Justice Perell explains that a failure to establish a cause of action usually arises when either the allegations in the statement of claim do not come within a recognized cause of action or the allegations do not plead all the elements necessary for a recognized cause of action. In this case, the latter ground was at issue.
Personal Liability of Employees
Justice Perell outlines that personal liability is not engaged "solely because a corporation acts through human agency".
While directors, officers and employees may be liable for their own tortious conduct, the plaintiff must specifically plead a cause of action against an individual in his or her personal capacity in order to properly plead a case of personal liability against an employee.

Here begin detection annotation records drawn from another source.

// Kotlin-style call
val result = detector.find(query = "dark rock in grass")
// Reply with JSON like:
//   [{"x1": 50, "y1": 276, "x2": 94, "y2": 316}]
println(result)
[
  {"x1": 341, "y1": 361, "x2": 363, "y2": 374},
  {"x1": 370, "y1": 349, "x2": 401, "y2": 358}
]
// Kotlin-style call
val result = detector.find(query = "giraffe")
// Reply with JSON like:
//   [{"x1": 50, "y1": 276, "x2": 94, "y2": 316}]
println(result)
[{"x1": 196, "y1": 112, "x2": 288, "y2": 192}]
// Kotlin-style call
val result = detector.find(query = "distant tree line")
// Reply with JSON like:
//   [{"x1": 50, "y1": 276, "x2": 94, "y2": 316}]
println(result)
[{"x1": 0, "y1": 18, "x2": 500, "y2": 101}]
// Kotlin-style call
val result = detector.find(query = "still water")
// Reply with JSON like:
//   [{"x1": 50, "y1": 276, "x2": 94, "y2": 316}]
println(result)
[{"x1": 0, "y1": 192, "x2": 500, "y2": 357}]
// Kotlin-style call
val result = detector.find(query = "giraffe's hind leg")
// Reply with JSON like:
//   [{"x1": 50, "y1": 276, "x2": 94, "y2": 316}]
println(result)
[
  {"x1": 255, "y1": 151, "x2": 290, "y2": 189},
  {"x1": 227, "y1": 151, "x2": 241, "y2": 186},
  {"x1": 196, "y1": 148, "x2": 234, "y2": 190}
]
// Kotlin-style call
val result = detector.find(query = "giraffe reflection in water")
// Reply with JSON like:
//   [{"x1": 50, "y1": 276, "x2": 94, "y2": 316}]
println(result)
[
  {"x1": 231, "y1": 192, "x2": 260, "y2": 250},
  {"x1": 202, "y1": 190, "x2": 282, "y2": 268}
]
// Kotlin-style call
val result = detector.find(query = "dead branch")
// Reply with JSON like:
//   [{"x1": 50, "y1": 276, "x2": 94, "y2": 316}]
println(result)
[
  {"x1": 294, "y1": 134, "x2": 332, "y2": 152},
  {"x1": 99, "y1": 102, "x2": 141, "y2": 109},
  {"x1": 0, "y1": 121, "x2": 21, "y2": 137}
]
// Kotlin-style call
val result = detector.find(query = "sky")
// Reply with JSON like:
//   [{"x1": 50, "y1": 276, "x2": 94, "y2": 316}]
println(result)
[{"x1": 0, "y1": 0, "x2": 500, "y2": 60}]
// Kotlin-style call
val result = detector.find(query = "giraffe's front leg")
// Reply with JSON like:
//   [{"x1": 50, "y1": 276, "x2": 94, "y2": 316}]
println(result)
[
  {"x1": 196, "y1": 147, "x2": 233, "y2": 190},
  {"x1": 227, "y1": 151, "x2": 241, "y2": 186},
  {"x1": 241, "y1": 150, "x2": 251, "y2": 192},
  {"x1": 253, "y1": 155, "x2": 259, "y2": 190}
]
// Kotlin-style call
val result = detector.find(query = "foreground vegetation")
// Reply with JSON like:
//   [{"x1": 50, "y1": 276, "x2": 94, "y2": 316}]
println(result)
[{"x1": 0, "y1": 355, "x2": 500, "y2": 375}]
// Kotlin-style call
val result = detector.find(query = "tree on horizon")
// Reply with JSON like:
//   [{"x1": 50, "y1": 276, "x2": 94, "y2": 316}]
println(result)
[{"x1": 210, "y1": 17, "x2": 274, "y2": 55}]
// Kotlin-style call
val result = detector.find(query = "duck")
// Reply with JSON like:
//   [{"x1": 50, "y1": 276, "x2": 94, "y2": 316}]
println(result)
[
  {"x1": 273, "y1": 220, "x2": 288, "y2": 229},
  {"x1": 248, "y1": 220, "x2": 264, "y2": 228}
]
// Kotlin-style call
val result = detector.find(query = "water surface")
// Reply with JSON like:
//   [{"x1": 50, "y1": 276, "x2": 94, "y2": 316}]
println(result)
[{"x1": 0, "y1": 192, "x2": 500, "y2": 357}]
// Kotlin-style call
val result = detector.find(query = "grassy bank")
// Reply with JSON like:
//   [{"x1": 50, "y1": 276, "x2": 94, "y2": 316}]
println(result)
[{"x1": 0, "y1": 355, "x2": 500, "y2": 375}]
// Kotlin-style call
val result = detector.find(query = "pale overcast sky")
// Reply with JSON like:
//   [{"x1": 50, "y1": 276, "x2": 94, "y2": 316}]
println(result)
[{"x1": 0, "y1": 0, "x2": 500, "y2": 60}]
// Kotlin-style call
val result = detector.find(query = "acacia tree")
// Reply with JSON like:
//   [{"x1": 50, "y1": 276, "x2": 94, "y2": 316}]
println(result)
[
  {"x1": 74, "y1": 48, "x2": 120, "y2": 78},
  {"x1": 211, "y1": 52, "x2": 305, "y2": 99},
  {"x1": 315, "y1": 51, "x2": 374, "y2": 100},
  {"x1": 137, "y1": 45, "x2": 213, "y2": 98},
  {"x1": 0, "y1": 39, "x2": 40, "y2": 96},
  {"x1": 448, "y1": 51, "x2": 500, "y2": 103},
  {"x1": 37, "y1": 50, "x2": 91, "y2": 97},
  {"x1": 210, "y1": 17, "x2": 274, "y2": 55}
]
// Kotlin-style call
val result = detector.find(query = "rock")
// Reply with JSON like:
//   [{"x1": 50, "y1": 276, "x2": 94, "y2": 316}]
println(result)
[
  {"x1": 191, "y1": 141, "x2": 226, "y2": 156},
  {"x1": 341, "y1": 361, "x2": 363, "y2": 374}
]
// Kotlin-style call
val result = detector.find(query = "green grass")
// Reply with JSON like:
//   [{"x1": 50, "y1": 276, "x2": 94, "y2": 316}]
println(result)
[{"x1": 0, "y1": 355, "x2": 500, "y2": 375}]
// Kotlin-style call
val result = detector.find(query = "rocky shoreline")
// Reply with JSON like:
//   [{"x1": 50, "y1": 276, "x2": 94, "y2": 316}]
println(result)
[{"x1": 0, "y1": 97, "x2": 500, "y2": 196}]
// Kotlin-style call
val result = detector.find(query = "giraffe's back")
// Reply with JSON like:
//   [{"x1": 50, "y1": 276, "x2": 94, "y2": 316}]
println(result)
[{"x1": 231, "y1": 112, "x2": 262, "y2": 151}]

Citing the Ontario Court of Appeal case of Lobo v. Carleton University,2 Justice Perell outlines that, for employees to be personally liable in tort for conduct associated with their work, the actions of the employees must themselves be tortious or the action must exhibit a separate identity or interest from those of the employer so as to make the act or conduct complained of their own.
As such, Justice Perell states that, when a plaintiff sues both a corporation and individuals within that corporation, the plaintiff must plead the requisite particulars that disclose a basis for attaching liability to that person in his or her personal capacity.
In this case, the plaintiff relied on the decision of Spiers v. Zurich3 wherein the court held that there was an implied term in a contract of insurance that adjusters (in addition to the insurer) owe a duty of good faith to the insured and can be held liable for a breach of that duty.
Justice Perell outlined that, while this decision was followed or favourably commented on in subsequent cases, it was not followed in Burke v. Buss4 wherein the judge found that no authority had been cited in Spiers in support of the finding of an independent duty of good faith for adjusters.
Justice Perell added that apart from the absence of supporting authorities, there was no mention in Spiers regarding the strong line of decisions from the Ontario Court of Appeal delineating how and when an employee can be individually liable for his or her tortious conduct while engaged in employment activities.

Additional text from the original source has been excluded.